Luther Church
The Lutherkirche was consecrated in January 1911 after almost three years of construction. After the Marktkirche, the Bergkirche and the Ringkirche, it was the fourth Protestant church to be built in Wiesbaden.
After Wiesbaden's population reached 100,000 in 1905, a fourth Protestant church building became necessary, especially for the newly developed villa area on Biebricher Allee and the residential areas of the Dichterviertel.
In 1905, an architectural competition was announced in which the Wiesbaden program developed by pastor Emil Veesenmeyer and implemented by architect Johannes Otzen in the construction of the Ringkirche was explicitly requested as the basis for the interior design.
The winner was Friedrich Pützer (1871 - 1922), architect and professor at the Technical University of Darmstadt, who did not belong to the Mathildenhöhe artists' colony but was nevertheless influenced by it, particularly in his efforts to overcome historicism and find new, more independent solutions.
Although a Catholic himself, he created 14 Protestant churches in his lifetime, of which the Lutherkirche in Wiesbaden is the most important of his architectural works.

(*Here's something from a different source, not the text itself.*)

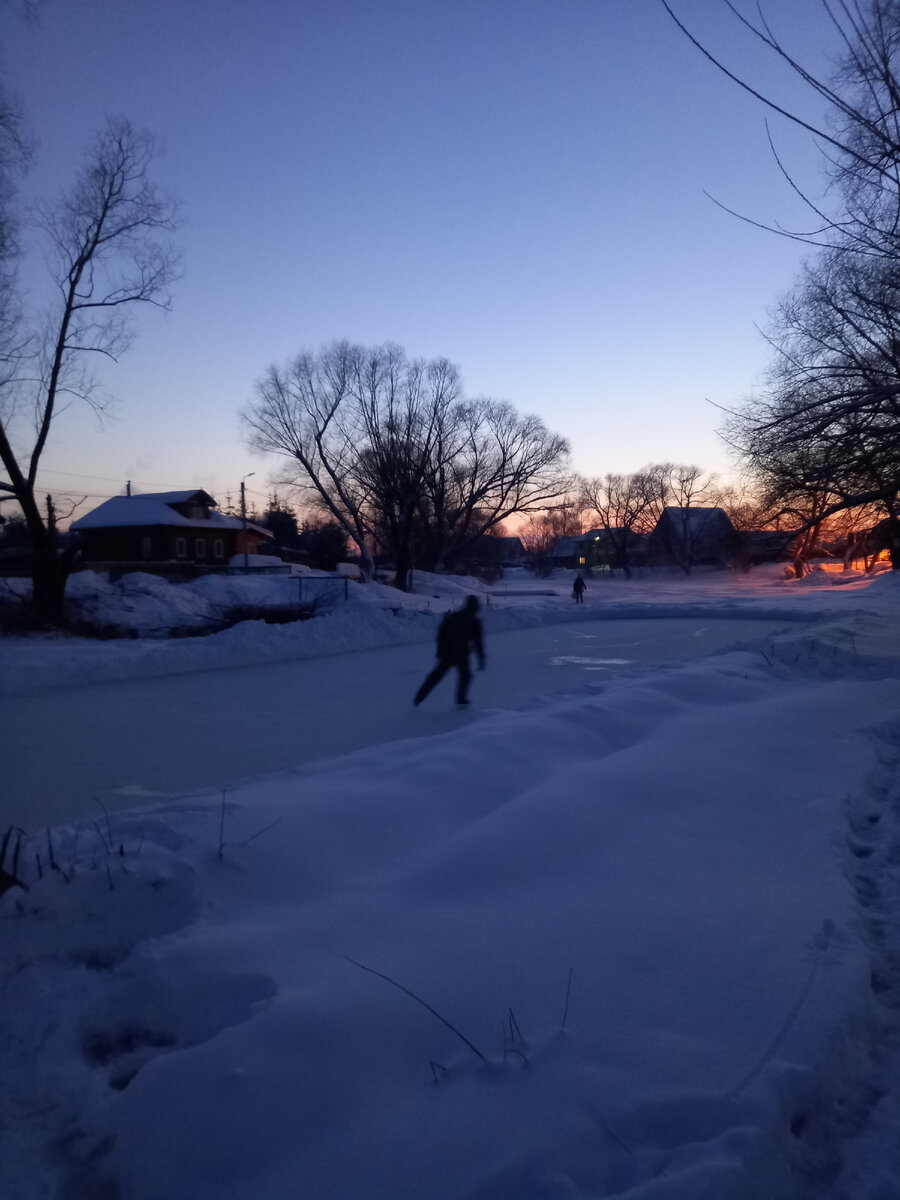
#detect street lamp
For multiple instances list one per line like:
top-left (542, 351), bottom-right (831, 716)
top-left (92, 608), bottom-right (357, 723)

These also include the main railway station in Darmstadt. He was also an important urban planner, to whom Darmstadt owes the residential area around Paulusplatz and Sprendlingen the garden city of Buchschlag.

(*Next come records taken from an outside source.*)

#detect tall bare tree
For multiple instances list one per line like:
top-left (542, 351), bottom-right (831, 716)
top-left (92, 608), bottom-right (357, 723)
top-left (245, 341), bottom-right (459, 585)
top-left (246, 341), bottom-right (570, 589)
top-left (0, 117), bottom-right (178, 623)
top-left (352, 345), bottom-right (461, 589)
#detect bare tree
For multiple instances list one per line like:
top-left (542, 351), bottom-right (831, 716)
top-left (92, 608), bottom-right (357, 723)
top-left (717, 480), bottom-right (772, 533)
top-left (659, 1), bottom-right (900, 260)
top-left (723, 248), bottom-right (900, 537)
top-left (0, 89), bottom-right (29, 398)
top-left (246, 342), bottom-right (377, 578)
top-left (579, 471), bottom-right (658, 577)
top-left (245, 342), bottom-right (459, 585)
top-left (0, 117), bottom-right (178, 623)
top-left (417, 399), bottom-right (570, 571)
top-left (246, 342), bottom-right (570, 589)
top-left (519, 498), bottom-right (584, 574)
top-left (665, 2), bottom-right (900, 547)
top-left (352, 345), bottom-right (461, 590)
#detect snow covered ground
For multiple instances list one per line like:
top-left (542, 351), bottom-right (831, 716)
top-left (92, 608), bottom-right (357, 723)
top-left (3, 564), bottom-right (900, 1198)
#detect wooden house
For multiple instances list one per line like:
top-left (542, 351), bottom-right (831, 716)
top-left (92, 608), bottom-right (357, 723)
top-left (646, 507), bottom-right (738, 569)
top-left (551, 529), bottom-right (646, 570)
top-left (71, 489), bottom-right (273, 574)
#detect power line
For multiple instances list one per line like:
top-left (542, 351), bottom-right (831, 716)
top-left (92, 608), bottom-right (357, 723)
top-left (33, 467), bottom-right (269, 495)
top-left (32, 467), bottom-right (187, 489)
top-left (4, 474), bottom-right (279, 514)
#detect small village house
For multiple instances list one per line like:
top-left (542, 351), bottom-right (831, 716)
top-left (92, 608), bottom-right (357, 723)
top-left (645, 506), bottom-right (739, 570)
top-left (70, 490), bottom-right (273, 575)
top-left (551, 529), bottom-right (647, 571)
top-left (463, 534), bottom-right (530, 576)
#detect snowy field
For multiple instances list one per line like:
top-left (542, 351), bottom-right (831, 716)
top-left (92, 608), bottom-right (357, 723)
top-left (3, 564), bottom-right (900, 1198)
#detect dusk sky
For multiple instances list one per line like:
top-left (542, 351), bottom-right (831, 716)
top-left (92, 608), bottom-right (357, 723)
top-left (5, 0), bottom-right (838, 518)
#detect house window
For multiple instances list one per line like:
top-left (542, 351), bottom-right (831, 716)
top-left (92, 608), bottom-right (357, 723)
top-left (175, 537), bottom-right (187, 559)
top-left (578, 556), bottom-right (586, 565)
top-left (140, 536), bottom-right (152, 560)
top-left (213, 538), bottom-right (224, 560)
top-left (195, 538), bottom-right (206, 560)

Although the interior design of the Lutherkirche in Wiesbaden is based on the Wiesbaden program as requested, it goes a decisive step further in the development of Protestant church construction from a purely sacred building to a community center. This is because he arranged a large congregation hall under the raised church hall and an anteroom with a baptistery and other ancillary rooms to the north of the church. He also connected the parsonages on Mosbacher Strasse and Sartoriusstrasse directly to the church building. With its broad gable and bay window, the northern view towards Gutenbergplatz looks like a town house façade.

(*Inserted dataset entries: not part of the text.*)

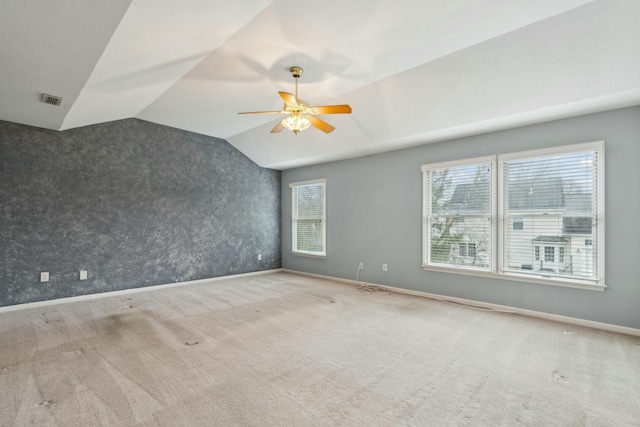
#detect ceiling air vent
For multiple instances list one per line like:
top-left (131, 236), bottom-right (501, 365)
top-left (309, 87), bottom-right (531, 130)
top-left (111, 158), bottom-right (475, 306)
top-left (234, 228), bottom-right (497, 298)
top-left (41, 94), bottom-right (63, 106)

He chose an elongated, irregular, roughly oval polygon as the floor plan for the church, which lies beneath a massive hipped roof, next to which the bell tower is positioned at the south-east corner in such a way that it dominates the streetscape of Oranienstraße, already visible from Rheinstraße. Pützer thus followed the recommendation of urban planner Camillo Sitte, who advised in his book "Der Städte-Bau nach seinen künstlerischen Grundsätzen" (2nd edition, Vienna 1889) to enliven the monotonous street grid by arranging significant buildings in the visual axes.
According to Pützer himself, he considered it inappropriate to draw on historical models for new architectural creations, but was nevertheless unable to completely detach himself from them. The massive hipped roof, for example, is hardly conceivable without the inspiration of the Dutch Walloon church in Hanau, and in the vestibule of the main entrance he was clearly inspired by Romanesque columned portals, something that was frequently observed in this period around 1900.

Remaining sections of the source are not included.